Dive Brief:
- For the first time, this year's World Economic Forum in Davos, Switzerland, focused more on tech than finance.
- The forum featured speakers like Microsoft's Satya Nadella and Facebook's Sheryl Sandberg.
- Much of the conversation focused on the ongoing battle between Silicon Valley executives that want to protect encryption and government efforts to enable transparency when needed for law enforcement purposes.
Dive Insight:
WEF participants were split between those that side with government and those that prefer to protect user’s privacy.
"I don’t think it is Silicon Valley’s decision to make about whether encryption is the right thing to do," said AT&T CEO Randall Stephenson, according to The Register.
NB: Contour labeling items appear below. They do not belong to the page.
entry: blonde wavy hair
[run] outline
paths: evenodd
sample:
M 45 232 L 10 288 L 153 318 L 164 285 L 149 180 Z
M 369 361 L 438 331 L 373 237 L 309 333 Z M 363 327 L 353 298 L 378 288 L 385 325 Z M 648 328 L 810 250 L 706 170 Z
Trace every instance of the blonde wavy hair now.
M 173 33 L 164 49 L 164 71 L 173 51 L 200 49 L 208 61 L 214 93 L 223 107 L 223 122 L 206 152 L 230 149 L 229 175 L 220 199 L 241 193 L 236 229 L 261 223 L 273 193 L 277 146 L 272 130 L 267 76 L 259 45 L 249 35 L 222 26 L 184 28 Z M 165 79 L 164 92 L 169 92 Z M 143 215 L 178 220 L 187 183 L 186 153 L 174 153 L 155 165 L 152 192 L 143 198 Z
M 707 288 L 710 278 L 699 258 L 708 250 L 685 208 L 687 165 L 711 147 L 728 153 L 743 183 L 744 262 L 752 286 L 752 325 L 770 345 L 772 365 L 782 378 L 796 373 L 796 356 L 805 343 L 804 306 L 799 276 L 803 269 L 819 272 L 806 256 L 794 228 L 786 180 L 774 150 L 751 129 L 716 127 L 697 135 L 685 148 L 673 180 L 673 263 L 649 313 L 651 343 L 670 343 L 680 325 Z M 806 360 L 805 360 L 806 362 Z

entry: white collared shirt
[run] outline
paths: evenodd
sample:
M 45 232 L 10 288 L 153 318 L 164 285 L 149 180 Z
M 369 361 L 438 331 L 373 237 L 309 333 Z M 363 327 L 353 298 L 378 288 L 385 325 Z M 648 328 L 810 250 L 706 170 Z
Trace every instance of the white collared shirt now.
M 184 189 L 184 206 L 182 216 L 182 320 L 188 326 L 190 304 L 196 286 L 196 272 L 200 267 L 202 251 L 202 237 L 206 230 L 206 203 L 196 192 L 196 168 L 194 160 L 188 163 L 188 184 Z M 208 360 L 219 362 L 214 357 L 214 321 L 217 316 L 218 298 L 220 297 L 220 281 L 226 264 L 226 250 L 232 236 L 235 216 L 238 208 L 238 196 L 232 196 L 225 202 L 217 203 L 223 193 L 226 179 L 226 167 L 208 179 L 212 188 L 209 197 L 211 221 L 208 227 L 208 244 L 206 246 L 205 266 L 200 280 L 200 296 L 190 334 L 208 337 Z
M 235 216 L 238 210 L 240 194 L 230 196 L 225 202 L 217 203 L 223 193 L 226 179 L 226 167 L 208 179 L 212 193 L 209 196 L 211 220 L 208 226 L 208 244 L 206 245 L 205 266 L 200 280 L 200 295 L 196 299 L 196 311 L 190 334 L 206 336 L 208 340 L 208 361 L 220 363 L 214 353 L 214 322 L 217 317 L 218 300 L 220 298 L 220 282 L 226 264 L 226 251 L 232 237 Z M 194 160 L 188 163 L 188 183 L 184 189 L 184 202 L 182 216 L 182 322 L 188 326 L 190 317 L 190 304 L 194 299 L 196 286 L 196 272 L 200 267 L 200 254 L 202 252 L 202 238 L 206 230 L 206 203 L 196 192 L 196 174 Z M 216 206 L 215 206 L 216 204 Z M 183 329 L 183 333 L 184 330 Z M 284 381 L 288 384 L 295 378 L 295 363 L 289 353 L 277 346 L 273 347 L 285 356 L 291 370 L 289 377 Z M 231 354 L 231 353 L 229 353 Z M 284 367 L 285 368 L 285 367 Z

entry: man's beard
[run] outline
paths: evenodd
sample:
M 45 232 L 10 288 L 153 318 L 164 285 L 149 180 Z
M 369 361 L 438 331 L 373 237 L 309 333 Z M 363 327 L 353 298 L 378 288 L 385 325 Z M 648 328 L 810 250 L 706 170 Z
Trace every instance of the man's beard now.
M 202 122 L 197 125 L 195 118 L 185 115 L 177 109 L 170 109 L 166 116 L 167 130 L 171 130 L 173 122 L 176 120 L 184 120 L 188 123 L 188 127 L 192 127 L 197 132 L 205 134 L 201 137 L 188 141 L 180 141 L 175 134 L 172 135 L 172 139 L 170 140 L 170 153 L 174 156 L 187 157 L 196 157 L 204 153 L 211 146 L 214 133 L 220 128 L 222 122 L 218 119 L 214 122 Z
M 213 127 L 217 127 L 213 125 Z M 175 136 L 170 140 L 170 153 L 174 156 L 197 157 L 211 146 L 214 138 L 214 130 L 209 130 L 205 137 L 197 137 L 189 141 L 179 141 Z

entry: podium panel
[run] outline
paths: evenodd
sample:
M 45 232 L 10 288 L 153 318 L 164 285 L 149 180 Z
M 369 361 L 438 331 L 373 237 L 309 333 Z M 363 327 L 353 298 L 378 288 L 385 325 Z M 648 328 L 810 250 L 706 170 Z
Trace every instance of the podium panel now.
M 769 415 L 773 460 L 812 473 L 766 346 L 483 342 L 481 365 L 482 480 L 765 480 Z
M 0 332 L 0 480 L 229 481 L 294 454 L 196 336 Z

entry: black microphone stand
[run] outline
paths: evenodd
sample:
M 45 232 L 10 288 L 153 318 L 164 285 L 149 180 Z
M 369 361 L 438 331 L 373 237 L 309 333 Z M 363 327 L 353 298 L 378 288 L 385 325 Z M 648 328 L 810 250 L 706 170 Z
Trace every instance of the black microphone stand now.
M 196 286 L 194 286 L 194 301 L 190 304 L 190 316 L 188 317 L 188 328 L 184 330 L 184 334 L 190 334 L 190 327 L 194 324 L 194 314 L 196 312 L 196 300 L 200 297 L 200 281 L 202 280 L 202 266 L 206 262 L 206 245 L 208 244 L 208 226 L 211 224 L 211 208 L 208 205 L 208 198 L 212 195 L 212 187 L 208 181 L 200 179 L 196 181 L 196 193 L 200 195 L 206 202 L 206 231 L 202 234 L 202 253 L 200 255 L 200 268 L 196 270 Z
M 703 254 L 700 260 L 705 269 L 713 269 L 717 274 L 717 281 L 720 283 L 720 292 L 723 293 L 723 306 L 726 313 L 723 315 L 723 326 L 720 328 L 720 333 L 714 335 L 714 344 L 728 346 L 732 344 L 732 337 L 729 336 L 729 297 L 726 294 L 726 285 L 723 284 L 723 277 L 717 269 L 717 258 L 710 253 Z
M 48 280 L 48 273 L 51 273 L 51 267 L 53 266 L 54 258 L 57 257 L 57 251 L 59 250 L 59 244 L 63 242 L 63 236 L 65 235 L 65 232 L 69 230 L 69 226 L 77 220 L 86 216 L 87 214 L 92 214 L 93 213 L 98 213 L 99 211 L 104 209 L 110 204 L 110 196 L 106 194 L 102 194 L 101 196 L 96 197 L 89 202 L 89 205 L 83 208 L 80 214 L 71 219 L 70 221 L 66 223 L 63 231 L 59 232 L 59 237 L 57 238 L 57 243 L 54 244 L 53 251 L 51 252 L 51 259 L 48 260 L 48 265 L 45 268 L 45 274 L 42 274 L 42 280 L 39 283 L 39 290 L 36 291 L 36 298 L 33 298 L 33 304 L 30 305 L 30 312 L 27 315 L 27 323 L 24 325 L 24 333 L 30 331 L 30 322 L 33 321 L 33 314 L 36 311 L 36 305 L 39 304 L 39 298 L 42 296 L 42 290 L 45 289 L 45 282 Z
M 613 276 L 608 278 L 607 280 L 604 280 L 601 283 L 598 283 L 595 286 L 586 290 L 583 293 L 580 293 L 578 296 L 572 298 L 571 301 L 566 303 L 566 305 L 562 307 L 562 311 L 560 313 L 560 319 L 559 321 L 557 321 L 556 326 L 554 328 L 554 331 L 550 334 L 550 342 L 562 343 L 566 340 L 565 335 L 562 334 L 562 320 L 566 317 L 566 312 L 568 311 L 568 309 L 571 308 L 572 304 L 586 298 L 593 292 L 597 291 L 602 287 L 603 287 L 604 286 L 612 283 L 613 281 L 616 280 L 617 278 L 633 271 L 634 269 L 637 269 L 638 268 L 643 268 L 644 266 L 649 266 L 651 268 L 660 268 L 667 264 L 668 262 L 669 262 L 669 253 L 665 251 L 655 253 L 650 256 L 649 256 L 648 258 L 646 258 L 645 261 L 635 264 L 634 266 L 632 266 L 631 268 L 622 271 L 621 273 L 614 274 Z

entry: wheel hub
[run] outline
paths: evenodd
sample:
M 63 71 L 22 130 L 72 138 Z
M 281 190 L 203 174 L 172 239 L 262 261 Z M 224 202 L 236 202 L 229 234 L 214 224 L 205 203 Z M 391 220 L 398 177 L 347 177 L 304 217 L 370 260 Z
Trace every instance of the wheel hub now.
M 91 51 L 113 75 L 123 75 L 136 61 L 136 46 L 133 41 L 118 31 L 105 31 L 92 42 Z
In December, FBI Director James Comey testified about concerns that terrorists can use encrypted apps to plan attacks. Businesses that sell phones whose stored messages can't be decrypted by third parties or apps that encrypt voice and data end-to-end must be able to unencrypt if given a court order, Comey said.
Microsoft president Brad Smith expressed concern about the position that puts companies like Microsoft in. "You could be placed in a situation where you have to decide what law to break," said Smith. "It isn’t a comfortable place to be."
Some of the finance-focused attendees discussed digital currencies such as Bitcoin. Representatives from the International Monetary Fund admitted “it may be time to start learning the digital currency.”